Poor Finick. He’s not just another meat-and-potatoes type of guy. I rolled my eyes when he first mentioned food sensitivity. But watching him eat (or not), after a while I couldn’t ignore the insanity the peculiarities of a severe food texture sensitivity. When it comes right down to it, I think he’s the one that’s deprived. There is so much food he can’t eat and so much he won’t even try. How am I going to reconcile the lifestyle I want with his needs?

With the palate and fastidiousness of a child, getting him to eat fruits and vegetables regularly, in a way that he can stomach and I can still eat, will be a challenge. I figured soups were a good place to start. The heavy, creamy, sodium-rich soups he’s used to aren’t an option. I had to find a soup that was fresh and had lots of veggies but was smooth and didn’t have an overwhelming flavor.

To that end, I tried out this recipe from La Tartine Gourmande. It was actually really easy to make because I used pre-cut butternut squash from Sprouts. I loved that it’s a thick soup and the texture reminds me of my mom’s creamy carrot or tomato soups,  but it’s still vegan (if you omit the creme fraiche like I did). Best of all, it got the Finick stamp of approval. I know he won’t always try the things I make, but at least soups seem to be the easiest way into his stomach.
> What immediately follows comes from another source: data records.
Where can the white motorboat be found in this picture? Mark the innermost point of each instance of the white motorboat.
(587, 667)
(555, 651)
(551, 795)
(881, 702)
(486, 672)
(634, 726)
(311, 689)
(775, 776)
I made the soup a second time for Thanksgiving dinner with my family (it was a big hit with them as well), and I had to peel and chop the squash myself. I nearly lost two fingers but I have to admit, I think the soup turned out better with the fresh squash and that is probably what I will use the next time I make it—though I will chop very carefully. I’m very curious what this soup will taste like with other types of squash and I look forward to experimenting with it.

Caffeine: a temporary solution


Milk was the first thing I gave up, and it has been much easier than I thought. I haven’t been tested against ice cream yet, true, but I used to drink milk daily and I’m lucky to live in an age when there is great demand for vegan/vegetarian products and milk substitutes abound.

Much more difficult to kick has been the main source of my former milk consumption: caffeine. Coffee, espresso, tea — I love them all. Starbucks used to be reserved for emergencies and occasional treats until I got sucked into the gold card vortex last year.

I did try drinking caffeine-free herbal tea but it doesn’t satisfy in the morning. It’s too relaxing.  I did reduce my consumption drastically — because reloading my card twice a month is not acceptable — but I feel like I’m giving up so much already, I’m just not ready to give up caffeine completely.

The switch to soy milk was easy. I actually prefer my lattes with soy milk, but that presented other problems. Lattes, and even good old-fashioned coffee, are already an expensive habit, but those assholes at Starbucks no longer give free soy milk to gold cardholders (what assholes!). I also just don’t want to consume that much soy. Soy seems to come up constantly in a vegetarian diet, I don’t want to drink it too.

I decided to try buying an espresso and adding my own almond milk, since it’s a good source of calcium. I DO NOT RECOMMEND IT. It wasn’t horrible, but that’s the best I can say about it.

Next I tried switching to black tea. I love a good English breakfast tea, but that was equally distasteful with almond milk. My first success came when I was poking around the office kitchen and I noticed the stash of earl grey. This is a combination I can stand behind, and it’s become my usual go-to when I feel like I need coffee. It’s great, too, because I don’t have to leave the office or pay for the tea.